The company is also tracking the activity under two threat clusters UNC2630 and UNC2717 ("UNC" for Uncategorized) — the former linked to a break-in of U.S. Defense Industrial base (DIB) networks, while the latter was found targeting a European organization in March 2021 — with the investigation attributing UNC2630 to operatives working on behalf of the Chinese government, in addition to suggesting possible ties to another espionage actor APT5 based on "strong similarities to historic intrusions dating back to 2014 and 2015."

Pulse Secure Zero-Day Flaw

Attacks staged by UNC2630 are believed to have commenced as early as August 2020, before they expanded in October 2020, when UNC2717 began repurposing the same flaws to install custom malware on the networks of government agencies in Europe and the U.S. The incidents continued until March 2021, according to FireEye.

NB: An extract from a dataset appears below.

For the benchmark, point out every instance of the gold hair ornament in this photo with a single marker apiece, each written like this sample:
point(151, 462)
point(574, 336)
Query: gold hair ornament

The list of malware families is as follows -

  • UNC2630 - SLOWPULSE, RADIALPULSE, THINBLOOD, ATRIUM, PACEMAKER, SLIGHTPULSE, and PULSECHECK
  • UNC2717 - HARDPULSE, QUIETPULSE, AND PULSEJUMP

Two additional malware strains, STEADYPULSE and LOCKPICK, deployed during the intrusions have not been linked to a specific group, citing lack of evidence.

By exploiting multiple Pulse Secure VPN weaknesses (CVE-2019-11510, CVE-2020-8260, CVE-2020-8243, and CVE-2021-22893), UNC2630 is said to have harvested login credentials, using them to move laterally into the affected environments. In order to maintain persistence to the compromised networks, the actor utilized legitimate, but modified, Pulse Secure binaries and scripts to enable arbitrary command execution and inject web shells capable of carrying out file operations and running malicious code.

Cybersecurity

Ivanti, the company behind the Pulse Secure VPN, has released temporary mitigations to address the arbitrary file execution vulnerability (CVE-2021-22893, CVSS score: 10), while a fix for the issue is expected to be in place by early May. The Utah-based company acknowledged that the new flaw impacted a "very limited number of customers," adding it has released a Pulse Connect Secure Integrity Tool for customers to check for signs of compromise.

Pulse Secure customers are recommended to upgrade to PCS Server version 9.1R.11.4 when it becomes available.

News of compromises affecting government agencies, critical infrastructure entities, and other private sector organizations comes a week after the U.S. government released an advisory, warning businesses of active exploitation of five publicly known vulnerabilities by the Russian Foreign Intelligence Service (SVR), including CVE-2019-11510, to gain initial footholds into victim devices and networks.